The Pierre Auger Observatory is a huge (3000 km^2) hybrid detector of ultra-energetic cosmic rays -that means ones having an energy above 10^18 eV. The detector is located in Malargue, Argentina, at 1400m above sea level.

There are four six-eyed fluorescent detectors: when the shower of particles created by a very energetic primary cosmic ray develops in the atmosphere, it excites nitrogen atoms which emit energy in fluorescent light, collected in telescope. It is a calorimetric measurement of the shower, since the number of particles in the shower gives a measurement of the energy of the incident primary particle.

The main problem of the fluorescent detection method is statistics: fluorescent detectors have a reduced duty cycle because they can only observe in moonless nights. That amounts to a 10% duty cycle. So these are complemented by a surface detector, which has a 100% duty cycle.

The surface detector is composed by water Cherenkov detectors on the ground, which can detect light with PMT tubes. The signal is sampled as a function of distance from the center of shower. The measurement depends on a Monte Carlo simulation, so there are some systematic uncertainties present in the method.

The assembly includes 1600 surface detectors (red points), surrounded by four fluorescence detectors (shown by green lines in the map above). These study the high-energy cosmics, their spectra, their arrival direction, and their composition. The detector has some sensitivity to unidentified ultra-high energy neutrinos. A standard cosmic ray interacts at the top of atmosphere, and yields an extensive air shower which has an electromagnetic component developing on the ground; but if the arrival direction of the primary is tilted with respect to the vertical, the e.m. component is absorbed when it arrives on the ground, so it contains only muons. For neutrinos, which can penetrate deep in the atmosphere before interacting, the shower will instead have a significant e.m. component regardless of the angle of incidence.

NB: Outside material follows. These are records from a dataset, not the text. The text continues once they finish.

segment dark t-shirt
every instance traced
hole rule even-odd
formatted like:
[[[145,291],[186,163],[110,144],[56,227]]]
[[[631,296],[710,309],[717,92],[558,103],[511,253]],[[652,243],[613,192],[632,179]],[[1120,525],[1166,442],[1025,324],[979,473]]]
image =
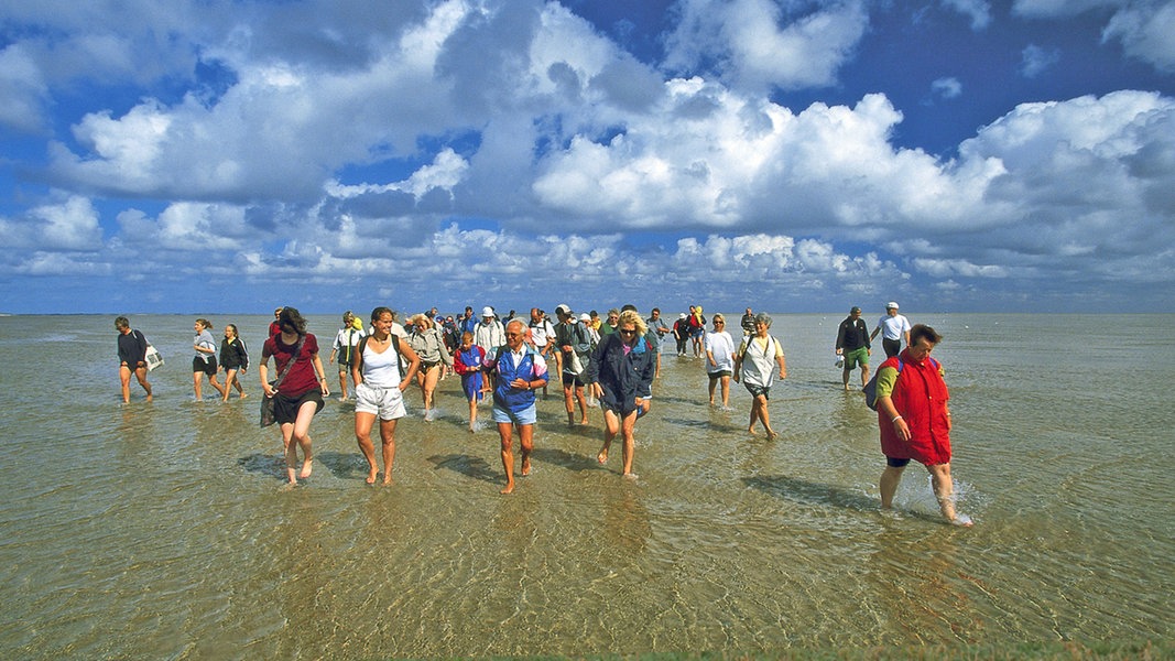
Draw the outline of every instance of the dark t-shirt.
[[[119,333],[119,363],[134,369],[147,359],[147,338],[137,330]]]
[[[281,333],[266,340],[266,347],[261,352],[261,360],[264,362],[269,356],[274,356],[275,369],[271,379],[277,379],[277,375],[286,369],[286,363],[294,356],[294,349],[296,347],[296,342],[293,345],[282,342]],[[306,341],[302,342],[302,350],[298,352],[297,360],[295,360],[294,365],[289,367],[289,374],[286,375],[282,385],[277,387],[283,395],[288,398],[296,398],[311,388],[318,387],[318,376],[314,373],[314,356],[317,355],[317,338],[315,338],[313,333],[307,333]]]
[[[840,330],[837,333],[837,348],[846,352],[857,350],[870,346],[870,327],[865,321],[848,318],[840,322]]]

The “footprint” is the pattern of firing detectors on the ground. It encodes information on the angle of incidence. For tilted showers, the presence of an e.m. component is strong indication of neutrino shower. An elongated footprint and a wide time structure of signal is seen for tilted showers.

There is a second method to detect neutrinos. This is based on the so-called “skimming neutrinos“: the Earth-skimming mechanism occurs when neutrinos interact in the Earth, producing a charged lepton via charged current interaction. The lepton produces a shower that can be detected above the ground. This channel has better sensitivity than neutrinos interacting in the atmosphere. It can be used for tau neutrinos, due to early tau decay in the atmosphere. The distance of interaction for a muon neutrino is 500 km, for a tau neutrino is 50 km. for electrons it is 10 km. These figures apply to 1 EeV primaries. If you are unfamiliar with these ultra-high energies, 1 Eev = 1000 PeV = 1,000,000 TeV: this is roughly equivalent to the energy drawn in a second by a handful of LEDs.

Showers induced by emerging tau leptons start close to the detector, and are very inclined. So one asks for an elongated footprint, and a shower moving at the speed of light using the available timing information. The background to such a signature is of the order of one event every 10 years. The most important drawback of Earth-skimming neutrinos is the large systematic uncertainty associated with the measurement.

Ideally, one would like to produce a neutrino spectrum or an energy-dependent limit on the flux, but no energy reconstruction is available. Observed energy depends on the height at which the shower is developing, and since this is not known for penetrating particles as neutrinos, one can only give a flux limit for them. The limit is in the range of energy where GZK neutrinos should peak, but its value is an order of magnitude above the expected flux of GZK neutrinos. A differential limit in energy is much worse in reach.

The figure below shows the result for the integrated flux of neutrinos obtained by the Pierre Auger observatory in 2008 (red line), compared with other limits and with expectations for GKZ neutrinos.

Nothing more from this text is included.